ALPS’ GICS-Focused Payout ETF Goes Live
June 29, 2012
ALPS Advisors, the Denver-based financial services firm that focuses on asset servicing and asset gathering, today rolled out a dividend-focused ETF that’s designed to serve up higher dividend yield relative to other U.S.-large-cap indexes while keeping a diversified portfolio across all 10 sectors of the market.
The ALPS Sector Dividend Dogs ETF (NYSEArca: SDOG) picks the five highest dividend-yielding stocks in each of the 10 GICS sectors that make up the S&P 500, and equally weights them. The company computes yield based on the regular cash dividends paid over the previous 12-month period, divided by the share price.
SDOG has an annual expense ratio of 0.40 percent. GICS, the rubric the fund will use to define sectors, stands for Global Industry Classification Standard, and was devised by S&P and MSCI.
The fund is the latest to join a growing roster of dividend-focused strategies that cater to investors’ appetite for income at a time of increased market volatility and historically low interest rates.

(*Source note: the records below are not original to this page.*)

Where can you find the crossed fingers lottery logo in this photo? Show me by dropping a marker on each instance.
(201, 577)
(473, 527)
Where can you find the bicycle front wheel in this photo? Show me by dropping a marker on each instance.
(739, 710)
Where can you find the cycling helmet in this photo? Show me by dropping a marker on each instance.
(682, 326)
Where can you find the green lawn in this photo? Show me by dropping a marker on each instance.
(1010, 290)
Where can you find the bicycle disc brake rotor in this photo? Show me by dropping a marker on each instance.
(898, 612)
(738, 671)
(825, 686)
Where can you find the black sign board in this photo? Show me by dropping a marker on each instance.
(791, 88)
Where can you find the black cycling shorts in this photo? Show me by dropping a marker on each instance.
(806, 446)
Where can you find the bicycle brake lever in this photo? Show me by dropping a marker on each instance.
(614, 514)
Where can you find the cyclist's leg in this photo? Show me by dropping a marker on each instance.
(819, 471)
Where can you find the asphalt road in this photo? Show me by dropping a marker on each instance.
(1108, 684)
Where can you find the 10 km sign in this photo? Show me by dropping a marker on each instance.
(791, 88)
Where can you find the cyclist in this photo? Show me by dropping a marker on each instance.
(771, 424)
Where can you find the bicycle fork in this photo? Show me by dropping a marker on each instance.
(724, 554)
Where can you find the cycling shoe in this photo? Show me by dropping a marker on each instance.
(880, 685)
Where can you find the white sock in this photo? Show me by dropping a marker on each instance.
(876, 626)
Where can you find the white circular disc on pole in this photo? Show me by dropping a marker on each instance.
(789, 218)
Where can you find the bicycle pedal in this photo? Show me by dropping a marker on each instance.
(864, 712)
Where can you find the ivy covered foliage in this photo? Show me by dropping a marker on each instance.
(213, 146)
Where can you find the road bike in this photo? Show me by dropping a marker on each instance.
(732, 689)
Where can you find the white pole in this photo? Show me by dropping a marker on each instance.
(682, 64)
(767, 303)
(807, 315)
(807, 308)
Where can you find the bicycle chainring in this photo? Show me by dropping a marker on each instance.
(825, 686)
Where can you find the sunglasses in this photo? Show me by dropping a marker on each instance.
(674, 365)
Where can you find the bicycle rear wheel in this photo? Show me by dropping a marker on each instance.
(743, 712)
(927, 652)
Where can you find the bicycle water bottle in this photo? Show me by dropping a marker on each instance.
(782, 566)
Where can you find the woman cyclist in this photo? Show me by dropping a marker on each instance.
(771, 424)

But performance can diverge significantly depending on how the fund goes about choosing its stocks and exposure, and often some of the highest-yielding funds are those with some of the lowest total returns.
In the end, many high-dividend-focused funds tend to underweight areas like technology, energy and financials in search of high yields, as IndexUniverse’s analyst Carolyn Hill recently pointed out in a blog.
SDOG’s all-inclusive sector allocation approach could mean that investors might be giving up some yield potential relative to other high-payout funds for the benefits of diversification.
Dogs Of The Dow
SDOG, which tracks the S-Network Sector Dividend Dogs Index, applies on a sector-by-sector basis the “Dogs of the Dow" theory, which is an investment strategy that calls for an annual review of the 10 Dow Jones industrial average stocks whose dividends are the highest fraction of their price and invest in those securities.
The fund follows that principle, but picks its holdings from the S&P 500 universe, which the company argues is a space where investors are less likely to run into financially troubled companies as they could by focusing on other large-cap benchmarks.
Ultimately, the idea is to not only put in an ETF wrapper a dividend-focused portfolio that is truly diversified on a sector-by-sector basis, but also to offer alpha potential.
“SDOG isolates the S&P 500 constituents with the highest dividend yield in their respective sectors providing the potential for price appreciation as market forces bring their yield into line with the overall market,” the company said in promotional materials about the new ETF.
At the end of March, ALPS managed more than $6.2 billion in assets and serviced more than $291 billion in client assets.